La différence plus marquée à l’Ouest
Ainsi, Claire Robson, chercheur à l’Univeristé Simon Fraser rappelle que « ces règles instaurées sont surtout un moyen de se rassurer. Quand on ne sait pas comment agir, il est plus facile de suivre un « guide » pour ne pas faire de faux-pas. » Cela permet d’estomper les différences pour partir sur les mêmes bases. Un cadre que l’on retrouve alors moins dans la communauté queer selon la spécialiste. « Même si elles existent, les incomprehensions liées à la culture sont souvent moins fortes parce que la comunauté gay et lesbienne est moins conformiste. » Le réservoir de possibilité est plus restreint et rend souvent les gens moins conservateurs.
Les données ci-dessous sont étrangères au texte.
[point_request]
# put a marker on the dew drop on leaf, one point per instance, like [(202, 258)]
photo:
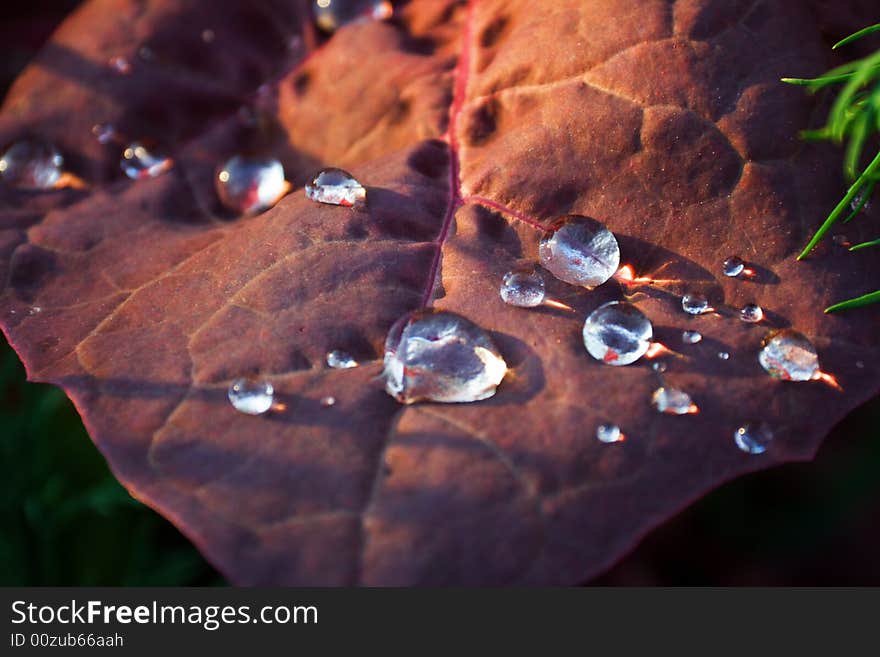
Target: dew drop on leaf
[(753, 438), (336, 187), (249, 185), (440, 356), (31, 164), (617, 333), (142, 160), (523, 287), (251, 396), (789, 355)]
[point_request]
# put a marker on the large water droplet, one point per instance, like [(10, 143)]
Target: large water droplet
[(251, 396), (751, 313), (753, 438), (733, 266), (673, 401), (340, 360), (440, 356), (144, 160), (31, 164), (691, 337), (789, 355), (694, 304), (250, 185), (523, 287), (580, 251), (617, 333), (609, 433), (336, 187), (330, 15)]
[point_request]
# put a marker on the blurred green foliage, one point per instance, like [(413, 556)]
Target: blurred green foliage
[(65, 519)]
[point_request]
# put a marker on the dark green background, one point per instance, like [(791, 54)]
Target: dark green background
[(66, 521)]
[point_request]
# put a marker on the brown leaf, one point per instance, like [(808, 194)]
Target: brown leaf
[(472, 126)]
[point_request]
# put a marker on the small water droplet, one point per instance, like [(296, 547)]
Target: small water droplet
[(120, 65), (249, 185), (523, 287), (31, 164), (753, 438), (609, 433), (672, 401), (104, 132), (789, 355), (580, 251), (694, 304), (142, 160), (691, 337), (440, 356), (330, 15), (733, 266), (340, 360), (751, 313), (251, 396), (336, 187), (617, 333)]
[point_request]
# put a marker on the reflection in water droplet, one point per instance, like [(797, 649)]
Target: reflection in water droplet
[(142, 160), (733, 266), (340, 360), (251, 396), (523, 287), (694, 304), (691, 337), (609, 433), (751, 313), (617, 333), (673, 401), (104, 132), (789, 355), (330, 15), (580, 251), (753, 438), (336, 187), (31, 164), (440, 356), (249, 185)]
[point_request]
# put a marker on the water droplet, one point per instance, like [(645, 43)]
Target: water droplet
[(609, 433), (673, 401), (120, 65), (751, 313), (330, 15), (617, 333), (31, 164), (250, 185), (104, 132), (753, 438), (440, 356), (336, 187), (144, 160), (251, 396), (340, 360), (523, 287), (694, 304), (789, 355), (580, 251), (691, 337)]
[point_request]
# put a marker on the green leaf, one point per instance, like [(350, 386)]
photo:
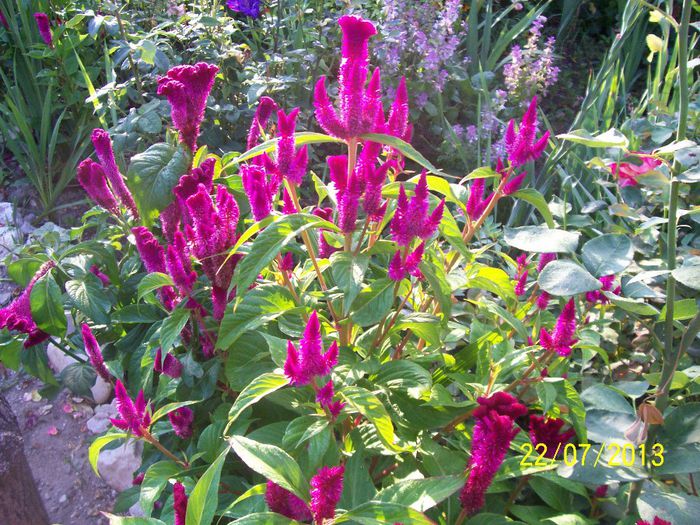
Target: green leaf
[(79, 378), (153, 281), (541, 240), (204, 500), (254, 392), (534, 197), (270, 242), (272, 463), (259, 306), (566, 278), (607, 254), (348, 272), (153, 174), (47, 306), (421, 494), (609, 139), (99, 444), (369, 405)]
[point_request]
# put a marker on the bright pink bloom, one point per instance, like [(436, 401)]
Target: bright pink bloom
[(181, 419), (133, 415), (187, 89), (42, 22), (326, 490), (522, 145), (179, 503), (548, 432), (92, 178), (283, 502), (560, 339), (92, 349), (302, 365), (103, 148), (18, 314), (491, 439)]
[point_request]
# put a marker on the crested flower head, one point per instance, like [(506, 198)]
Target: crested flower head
[(42, 23), (283, 502), (179, 503), (326, 490), (133, 415), (18, 314), (187, 89), (181, 419), (548, 432), (92, 349), (521, 144), (105, 153), (309, 361), (493, 433)]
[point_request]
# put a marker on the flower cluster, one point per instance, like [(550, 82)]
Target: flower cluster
[(491, 439)]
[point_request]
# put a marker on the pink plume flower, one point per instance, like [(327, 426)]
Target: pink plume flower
[(103, 148), (309, 361), (133, 415), (187, 89), (326, 490), (547, 431), (18, 314), (522, 145), (181, 419), (92, 178), (179, 503), (92, 349), (493, 433), (42, 23), (287, 504)]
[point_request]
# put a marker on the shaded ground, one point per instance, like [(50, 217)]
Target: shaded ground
[(56, 442)]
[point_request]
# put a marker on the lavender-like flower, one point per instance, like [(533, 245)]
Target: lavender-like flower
[(491, 439), (326, 490), (287, 504), (42, 23), (560, 339), (181, 419), (92, 349), (187, 89), (179, 503), (522, 145), (18, 314), (133, 415), (304, 364), (547, 431)]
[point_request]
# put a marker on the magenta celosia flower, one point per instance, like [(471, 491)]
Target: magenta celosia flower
[(181, 419), (187, 89), (309, 361), (260, 189), (326, 490), (544, 260), (92, 178), (262, 114), (491, 439), (92, 349), (179, 503), (42, 22), (560, 339), (548, 432), (103, 148), (522, 145), (133, 415), (18, 314), (168, 365), (287, 504)]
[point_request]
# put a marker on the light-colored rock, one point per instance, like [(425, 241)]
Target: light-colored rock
[(117, 466)]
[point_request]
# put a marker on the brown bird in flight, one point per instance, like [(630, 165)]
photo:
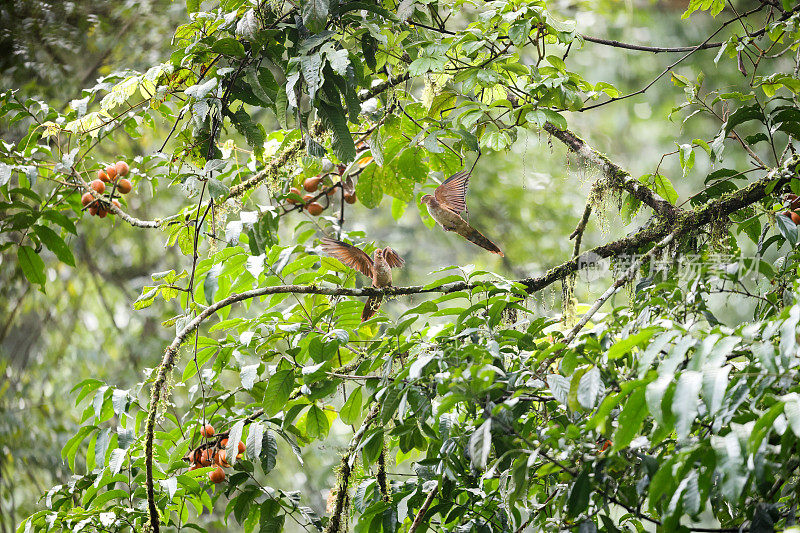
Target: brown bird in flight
[(379, 268), (449, 200)]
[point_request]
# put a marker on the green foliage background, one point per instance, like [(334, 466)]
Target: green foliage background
[(465, 402)]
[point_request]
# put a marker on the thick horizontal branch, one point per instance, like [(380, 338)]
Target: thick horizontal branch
[(616, 174), (654, 49)]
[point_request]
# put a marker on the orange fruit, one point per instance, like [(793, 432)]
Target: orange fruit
[(217, 476), (124, 186), (220, 459), (296, 191), (311, 184), (205, 459), (315, 209), (122, 168)]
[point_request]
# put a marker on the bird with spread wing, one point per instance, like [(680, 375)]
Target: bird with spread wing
[(378, 268), (447, 203)]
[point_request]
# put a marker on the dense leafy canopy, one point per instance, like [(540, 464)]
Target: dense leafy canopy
[(469, 408)]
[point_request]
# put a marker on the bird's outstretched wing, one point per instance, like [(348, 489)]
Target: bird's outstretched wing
[(393, 259), (348, 254), (452, 193)]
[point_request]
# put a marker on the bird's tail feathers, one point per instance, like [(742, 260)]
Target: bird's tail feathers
[(371, 307), (475, 236)]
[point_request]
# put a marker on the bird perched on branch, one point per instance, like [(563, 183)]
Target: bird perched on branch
[(378, 268), (447, 203)]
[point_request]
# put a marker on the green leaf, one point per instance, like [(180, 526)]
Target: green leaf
[(351, 410), (315, 14), (253, 132), (279, 388), (269, 452), (55, 244), (342, 142), (31, 264), (255, 439), (630, 419), (787, 228), (588, 387), (368, 188), (662, 186), (559, 386), (317, 424), (624, 346), (684, 404), (480, 444), (229, 47), (742, 115), (578, 499)]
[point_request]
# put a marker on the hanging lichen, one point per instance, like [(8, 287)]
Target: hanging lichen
[(568, 303), (381, 476)]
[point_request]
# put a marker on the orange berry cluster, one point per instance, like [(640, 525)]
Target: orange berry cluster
[(113, 174), (792, 201), (213, 454), (312, 185)]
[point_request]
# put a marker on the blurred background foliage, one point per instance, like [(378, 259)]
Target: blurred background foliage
[(529, 199)]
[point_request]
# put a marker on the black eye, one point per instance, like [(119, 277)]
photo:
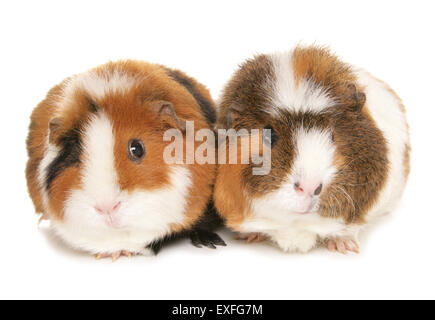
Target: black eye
[(136, 150), (272, 139)]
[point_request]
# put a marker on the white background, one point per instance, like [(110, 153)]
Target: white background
[(43, 42)]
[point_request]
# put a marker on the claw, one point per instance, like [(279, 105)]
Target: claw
[(251, 237), (115, 256), (42, 218), (343, 245), (208, 239)]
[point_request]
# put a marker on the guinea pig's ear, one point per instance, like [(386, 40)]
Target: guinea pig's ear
[(354, 97), (55, 129), (166, 112), (232, 113)]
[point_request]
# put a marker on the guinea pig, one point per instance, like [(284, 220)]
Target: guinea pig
[(339, 150), (96, 168)]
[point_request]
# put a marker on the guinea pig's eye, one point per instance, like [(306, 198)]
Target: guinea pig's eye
[(271, 140), (136, 150)]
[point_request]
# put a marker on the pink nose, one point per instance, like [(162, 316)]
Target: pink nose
[(311, 189), (107, 208)]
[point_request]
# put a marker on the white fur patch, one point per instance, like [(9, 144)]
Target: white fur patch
[(304, 96), (279, 214), (144, 216), (272, 214), (96, 85)]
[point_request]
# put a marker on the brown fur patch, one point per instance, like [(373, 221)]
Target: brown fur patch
[(361, 147), (132, 117)]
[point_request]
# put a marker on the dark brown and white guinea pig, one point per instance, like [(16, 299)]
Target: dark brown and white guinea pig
[(96, 168), (339, 150)]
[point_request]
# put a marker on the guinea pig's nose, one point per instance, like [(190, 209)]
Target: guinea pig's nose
[(107, 208), (318, 190), (308, 188)]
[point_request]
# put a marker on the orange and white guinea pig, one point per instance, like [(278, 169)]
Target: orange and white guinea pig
[(96, 167), (339, 150)]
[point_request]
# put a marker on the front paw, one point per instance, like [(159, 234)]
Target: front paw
[(296, 241), (343, 245), (205, 238)]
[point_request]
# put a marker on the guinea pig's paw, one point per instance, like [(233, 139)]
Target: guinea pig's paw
[(296, 241), (200, 238), (343, 245), (115, 255), (251, 237)]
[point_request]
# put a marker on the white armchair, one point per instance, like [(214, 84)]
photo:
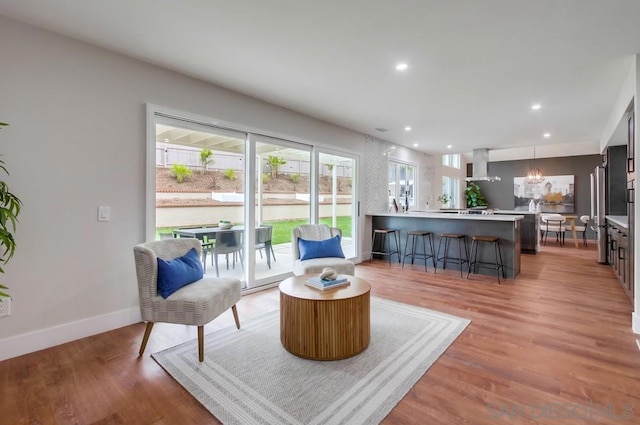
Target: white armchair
[(317, 232), (195, 304)]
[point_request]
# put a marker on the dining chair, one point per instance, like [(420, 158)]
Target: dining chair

C’est aussi pour cette raison que les règles et la manière de rencontrer les gens évolue, notamment parce que dans les familles issues de l’immigration, les parents étaient plus impliqués, ils faisaient plus attention aux pratiques de leurs enfants dans cette nouvelle culture différente de la leur. C’est beaucoup moins le cas lorsque l’on sort du cadre de la famille traditionnelle.
La réalisatrice Kathy Leung le note à travers sa propre expérience « Ayant grandi en tant que Canadienne issue de la deuxième génération d’immigrants asiatiques, je remarque à quel point les minorités aujourd’hui se sont adaptées aux coutumes de l’Ouest et nos codes reflètent cela. » Il existerait alors une certaine « désinvolture Westcoast. […] Elle peut frustrer ou embrouiller les gens d’autres endroits où les choses sont plus claires et directes. Ici, les dates sont moins prises au sérieux. » Les gens préfèrent privilégier les sorties en groupe et voir si une connexion se fait plutôt que de rendre les choses plus officielles avec un vrai rendez-vous. » Cette attitude décontractée se perd souvent en vieillisant. Claire Robson remarque notamment que la communauté lesbienne plus mature délaisse les bars pour se tourner vers les nouvelles technologies « les femmes cherchent plus une compagne de vie avec qui partager les même passions, les réseaux sociaux sont alors un bon moyen de faire une pré-sélection. » Un avis partagé par Tatiana Antropova « les gens de ma génération préfère l’ancienne approche « démodée », même s’ils cherchent un partenaire en ligne, ils aiment se retrouver tout de suite au lieu de faire des aller-retours de courriels pendant des semaines ou des mois. Un moyen de mettre les différences à plat dès le début et savoir ou cela mènera.